Learning Mathilde is ninety-years-old, he visits her doctor, hoping to ascertain the old woman's physical status. The doctor's distaste for his visit is eloquently written in a scowl. To Mathias' dismay, the doctor smugly informs him Mathilde is a robust ninety and could conceivably live beyond one-hundred. The doctor also informs him Mathilde is her english teacher, which subtly conveys her allegiance to the old woman.

While Mathias hatches a plan to sell the apartment to a shady real-estate creep, he gets to know Mathilde and she him. He divulges details of his pathetic life; failed marriages, unpublished books and a friendless middle-age, while Mathilde mentions a former marriage and having a husband (now deceased)--who loved to hunt.

While lying in bed one day, surrounded by Mathilde's former husband's hunting trophies, Mathias rises from the bed to visit the bathroom, only to encounter a middle-age woman, who turns out to be Mathilde's daughter Chloe (Kristin Scott Thomas). The two are immediate adversaries. Mathias is seen as an unlawful intruder by Chloe, while he sees the two women as an obstacle to estate liquidation.

While spying on Chloe and her lover in the street one day, he watches as a mortifying incident unfolds. As Chloe approaches her lover, she notices his wife and kids sitting in an outdoor cafe, watching her. While her lover coaxes her to leave, the wife glares, humiliating Chloe, which lays the groundwork for her imminent break-up with her lover. Mathias uses the incident as a means to a moral high-ground but also as a way to dispel the superciliousness Chloe feels toward him.

The conflict between Chloe and Mathias becomes incendiary; concealing sparks of romance as both learn their present lives were shaped by identical, tragic pasts involving his father.

Though I feel I've seen Paris more than any other city in movies this year, its visual charms never falter. It also seems to be a place where those seeking to repair their lives or relationships find illumination or closure, such as Le Weekend. The same can be said for Horovitz's film, where the City of Lights acts as a sort of agent of reconciliation and rapprochement.

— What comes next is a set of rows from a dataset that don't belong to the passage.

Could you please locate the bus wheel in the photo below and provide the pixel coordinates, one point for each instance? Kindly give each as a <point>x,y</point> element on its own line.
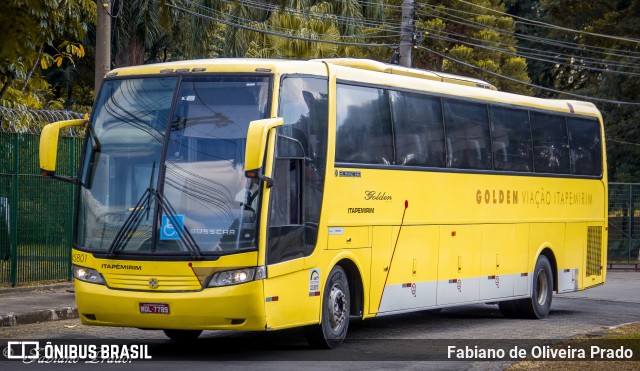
<point>509,308</point>
<point>335,312</point>
<point>182,335</point>
<point>538,306</point>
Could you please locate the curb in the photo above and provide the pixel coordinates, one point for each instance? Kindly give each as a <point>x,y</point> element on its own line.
<point>58,314</point>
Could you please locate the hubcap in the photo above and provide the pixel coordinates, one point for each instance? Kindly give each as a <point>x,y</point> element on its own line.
<point>337,308</point>
<point>543,287</point>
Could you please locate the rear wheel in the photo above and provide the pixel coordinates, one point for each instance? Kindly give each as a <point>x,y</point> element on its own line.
<point>335,312</point>
<point>182,335</point>
<point>539,305</point>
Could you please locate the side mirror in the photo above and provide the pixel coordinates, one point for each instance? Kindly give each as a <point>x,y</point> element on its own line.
<point>257,137</point>
<point>49,146</point>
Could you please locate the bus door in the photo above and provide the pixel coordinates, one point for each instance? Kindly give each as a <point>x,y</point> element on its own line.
<point>287,286</point>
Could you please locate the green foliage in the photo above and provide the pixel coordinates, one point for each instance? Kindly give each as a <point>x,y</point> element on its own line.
<point>455,41</point>
<point>30,28</point>
<point>574,74</point>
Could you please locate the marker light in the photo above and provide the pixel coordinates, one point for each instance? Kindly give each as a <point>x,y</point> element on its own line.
<point>87,275</point>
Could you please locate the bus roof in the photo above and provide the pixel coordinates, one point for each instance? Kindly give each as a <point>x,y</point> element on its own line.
<point>367,64</point>
<point>396,76</point>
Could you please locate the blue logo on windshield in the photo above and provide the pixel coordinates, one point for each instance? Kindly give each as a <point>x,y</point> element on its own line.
<point>169,231</point>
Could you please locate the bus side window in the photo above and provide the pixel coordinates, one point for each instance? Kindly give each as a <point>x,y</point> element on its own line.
<point>511,139</point>
<point>550,143</point>
<point>363,126</point>
<point>586,146</point>
<point>419,132</point>
<point>467,128</point>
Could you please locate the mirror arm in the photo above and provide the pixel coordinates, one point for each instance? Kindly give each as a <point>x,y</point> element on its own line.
<point>255,174</point>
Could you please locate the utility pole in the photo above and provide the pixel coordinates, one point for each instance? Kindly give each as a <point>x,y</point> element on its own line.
<point>103,42</point>
<point>406,33</point>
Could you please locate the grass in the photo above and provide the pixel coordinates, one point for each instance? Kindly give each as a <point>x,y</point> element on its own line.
<point>627,336</point>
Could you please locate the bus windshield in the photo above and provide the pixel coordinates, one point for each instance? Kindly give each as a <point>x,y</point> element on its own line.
<point>163,170</point>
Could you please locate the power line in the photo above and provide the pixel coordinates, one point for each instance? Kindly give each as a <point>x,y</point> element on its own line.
<point>552,26</point>
<point>274,33</point>
<point>305,14</point>
<point>448,16</point>
<point>601,100</point>
<point>530,56</point>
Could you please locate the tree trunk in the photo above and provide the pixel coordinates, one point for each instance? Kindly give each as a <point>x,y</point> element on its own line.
<point>5,87</point>
<point>32,69</point>
<point>132,55</point>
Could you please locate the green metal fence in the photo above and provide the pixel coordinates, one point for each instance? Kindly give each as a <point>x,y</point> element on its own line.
<point>624,223</point>
<point>35,212</point>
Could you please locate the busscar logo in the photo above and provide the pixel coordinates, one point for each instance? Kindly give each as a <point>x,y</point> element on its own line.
<point>348,174</point>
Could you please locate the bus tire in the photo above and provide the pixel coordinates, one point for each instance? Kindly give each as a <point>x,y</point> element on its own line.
<point>539,304</point>
<point>334,321</point>
<point>509,308</point>
<point>182,335</point>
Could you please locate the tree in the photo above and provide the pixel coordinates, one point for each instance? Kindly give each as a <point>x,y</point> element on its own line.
<point>473,33</point>
<point>597,60</point>
<point>28,29</point>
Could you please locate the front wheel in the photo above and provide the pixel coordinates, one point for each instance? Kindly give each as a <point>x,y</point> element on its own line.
<point>335,312</point>
<point>539,305</point>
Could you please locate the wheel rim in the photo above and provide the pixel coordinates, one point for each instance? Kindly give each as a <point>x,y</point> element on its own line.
<point>337,308</point>
<point>543,287</point>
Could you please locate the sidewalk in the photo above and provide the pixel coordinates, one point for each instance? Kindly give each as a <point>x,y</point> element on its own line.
<point>25,305</point>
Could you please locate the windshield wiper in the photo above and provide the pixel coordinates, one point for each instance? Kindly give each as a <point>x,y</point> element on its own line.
<point>133,220</point>
<point>183,233</point>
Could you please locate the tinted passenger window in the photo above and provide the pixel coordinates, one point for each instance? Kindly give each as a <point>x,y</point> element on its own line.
<point>586,146</point>
<point>550,144</point>
<point>467,127</point>
<point>363,126</point>
<point>511,139</point>
<point>419,131</point>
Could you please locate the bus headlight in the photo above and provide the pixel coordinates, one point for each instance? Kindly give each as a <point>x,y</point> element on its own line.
<point>87,275</point>
<point>237,276</point>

I thought the characterization offered surprises. Mathias, Mathilde and Chloe show their nuanced colors in the form of emotional frailties and unsympathetic behaviour.

But I had problems with the film. While Smith and Thomas always nail their character's jumble of pain and anxiety, which reach like tentacles from the past, Kline has never convinced me he can manage drama effectively. He can be hammy and unnatural and his transitions from the antic to the solemn are never seamless.

Like most films adapted from stage plays, My Old Lady is hobbled by theatrical conventions of narrative: plot exposition followed by dark revelations, then crisis then neat resolution. Another problem with play adaptations is that they feel like theater rather than cinema. Some directors can erase the barrier but more often than not, such films tend to be un-cinematic. One might come away from Horovitz's film entertained and appreciative of--if not enchanted by--the performances. But a weary indifference might also trail after one on the way to one's vehicle. One might be surprised by the film's lack of resonance, given the setting, the cast and the director's writing credentials but one may not care that one is surprised, which is another problem.